Margaret Knight's Patent Model of Machine for Making Paper Bags, 1879

A record number of new inventions are expected to be processed by the US Patent and Trademark Office this year - in spite of concerns that funding for scientific research has slowed because of the recession.

More than half a million filings are anticipated in fields ranging from life sciences and personalised medicine to solar energy and mobile phone applications.

The surge of ideas coincides with a major exhibition in Washington DC that examines America's history of innovation and the belief that Americans themselves have a special genius for scientific discovery.

"The heritage we owe to the 19th Century is this inherent belief, this optimism in the ability of innovation to solve our problems," said David Kappos, director of the US Patent and Trademark Office, which helped produce the show.

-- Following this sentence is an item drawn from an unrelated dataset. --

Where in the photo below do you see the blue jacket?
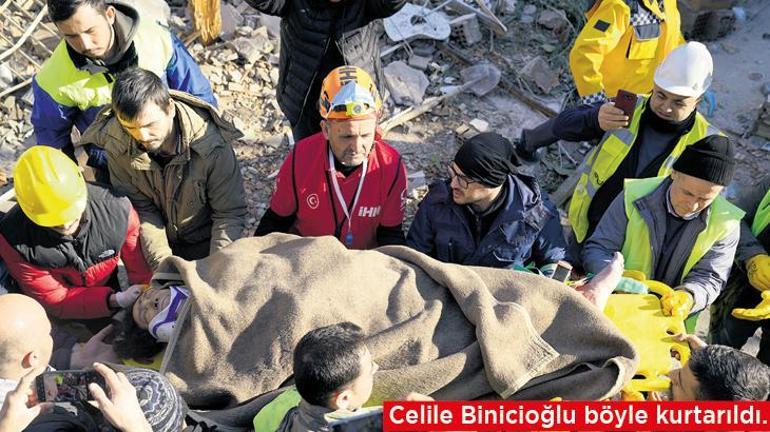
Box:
[406,175,567,268]
[31,4,216,167]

"That spirit is alive - every bit as much as it was 200 years ago."

Labour-saving machines

The Great American Hall of Wonders at the Smithsonian American Art Museum in Washington DC features objects, paintings and drawings that explore how the study of nature and advances in technology and engineering helped shape the fledgling democracy.

"The US in its early years just didn't have many people," said Claire Perry, an independent curator who organised the exhibition.

"They knew that to have a thriving economy for an independent nation they needed to create labour-saving, efficient machines that would help to relieve the problem of not enough workers."

The 19th Century in America was a period of social upheaval and crisis.

On 4 July 1826, on the 50th anniversary of American independence, former Presidents Thomas Jefferson and John Adams died, and Americans feared that the nation would not survive the loss of those Founding Fathers.

But Americans realised that the great democratic experiment needed more than revolutionary zeal to ensure its success, deciding that innovation was the key.
'What hath God wrought?'

"These were people who felt a tremendous sense of responsibility for democracy and that it was their responsibility to have a wide range of knowledge," Ms Perry said.

"They attended botany lectures, read books about geology and mechanical improvements, and each person felt there was a niche for them to make a contribution."

The inventions that emerged were largely the work of individuals.

Many people had experimented with the electromagnetic telegraph, but the artist Samuel Morse was the first to come up with a device that was both economical and easy to use.

He built his prototype receiver from materials he found in his studio - a canvas stretcher, bits of wire and a ruler.

Congress was so impressed it funded a line between Washington DC and Baltimore. The first message broadcast on the new communications system: "What hath God wrought?"

But because of the enormous depth and breadth of knowledge that exists today, some believe the era of great inventors such as Morse may have ended.